One of the unique features inside Google’s self-driving car is that it doesn’t sport a steering wheel or a set of pedals. That won’t fly on public roads in California though, so the folks in Mountain View are faced with adding them or sticking to closed-course testing. New regulations that go into effect next month require autonomous vehicles to let the driver take “immediate physical control” should the need arise. Google says it’ll adhere to the rule by installing a temporary steering wheel and pedals in its 100 prototype cars set to begin testing on private roads in September.

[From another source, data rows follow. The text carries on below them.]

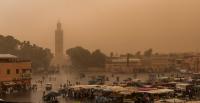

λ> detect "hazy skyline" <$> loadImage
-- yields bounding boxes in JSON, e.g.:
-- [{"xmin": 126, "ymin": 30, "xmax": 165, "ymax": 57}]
[{"xmin": 0, "ymin": 0, "xmax": 200, "ymax": 54}]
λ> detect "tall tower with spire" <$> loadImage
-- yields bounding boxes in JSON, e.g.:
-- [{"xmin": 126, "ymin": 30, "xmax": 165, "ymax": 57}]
[{"xmin": 55, "ymin": 21, "xmax": 64, "ymax": 65}]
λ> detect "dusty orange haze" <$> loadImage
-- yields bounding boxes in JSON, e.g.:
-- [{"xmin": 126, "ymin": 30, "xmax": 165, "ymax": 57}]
[{"xmin": 0, "ymin": 0, "xmax": 200, "ymax": 54}]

Google caused a stir earlier this year when it unveiled a self-driving car without a steering wheel or pedals for braking or accelerating. But Google’s goal of an autonomous car is bumping up against new testing rules from California’s Department of Motor Vehicles. The rules, which take effect on Sept. 16, require a driver to be able to take “immediate physical control” of a vehicle on public roads if needed. That means the car must have a steering wheel and brake and accelerator pedals, according to Bernard Soriano, the top official developing the rules for the state. Google could test its fully autonomous prototype on private roads, or try to test the vehicle on public roads outside California. But the company said it plans to comply with the California rule by building a small, temporary steering wheel and pedal system that drivers can use during testing. “With these additions, our safety drivers can test the self-driving features, while having the ability to take control of the vehicle if necessary,” Google spokeswoman Courtney Hohne said.